Methods: The first 56 consecutive patients that underwent arthroscopic ACL repair were examined at minimum 2-year follow-up. The latter 27 patients [48.2% (27/56)] received additional internal bracing with ACL repair. All 56 patients were included (100% follow-up). Mean age at surgery was 33.5 ± 11.3 years (59% male) and mean follow-up 3.2 ± 1.7 years. Clinical examination was performed using the objective International Knee Documentation Committee (IKDC) form. Subjective outcomes were obtained using the Lysholm, modified Cincinnati, Single Assessment Numeric Evaluation (SANE), and subjective IKDC scores.
Results: Six repairs (10.7%) failed and four additional patients underwent reoperation (7.1%): two for meniscus tears and two for suture anchor irritation. Objective IKDC scores were A in 38 (73%), B in 8 (15%) and C/D in 6 (12%) patients.

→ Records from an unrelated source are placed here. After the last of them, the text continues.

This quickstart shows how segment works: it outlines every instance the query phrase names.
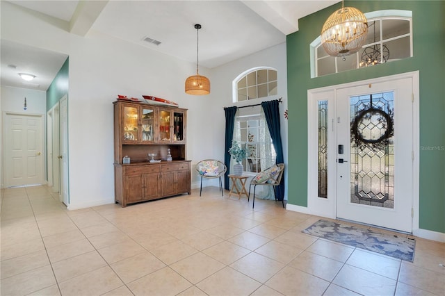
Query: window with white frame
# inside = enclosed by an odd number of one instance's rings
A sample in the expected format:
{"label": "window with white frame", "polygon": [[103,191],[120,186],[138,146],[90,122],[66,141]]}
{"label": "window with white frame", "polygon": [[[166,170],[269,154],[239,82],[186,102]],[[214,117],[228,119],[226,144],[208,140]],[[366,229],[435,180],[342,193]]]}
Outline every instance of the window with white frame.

Mean Lysholm score was 94 ± 7.6, modified Cincinnati 94 ± 8.9, SANE 90 ± 12.5, pre-injury Tegner 6.7 ± 1.5, current Tegner 6.2 ± 1.5, and subjective IKDC 90 ± 10.9. Failures rates were 7.4% with and 13.8% without internal bracing (P = 0.672). There were no statistically significant or clinically relevant differences in subjective outcomes.
Conclusion: Arthroscopic primary repair has resulted in good objective and subjective outcomes at 3.2-year follow-up in a carefully selected population. The role of additional internal bracing is possibly beneficial, but larger groups are needed to assess this.
Level of evidence: III.
Keywords: Anterior cruciate ligament; Knee; Primary ACL repair; Primary repair; Proximal ACL tear.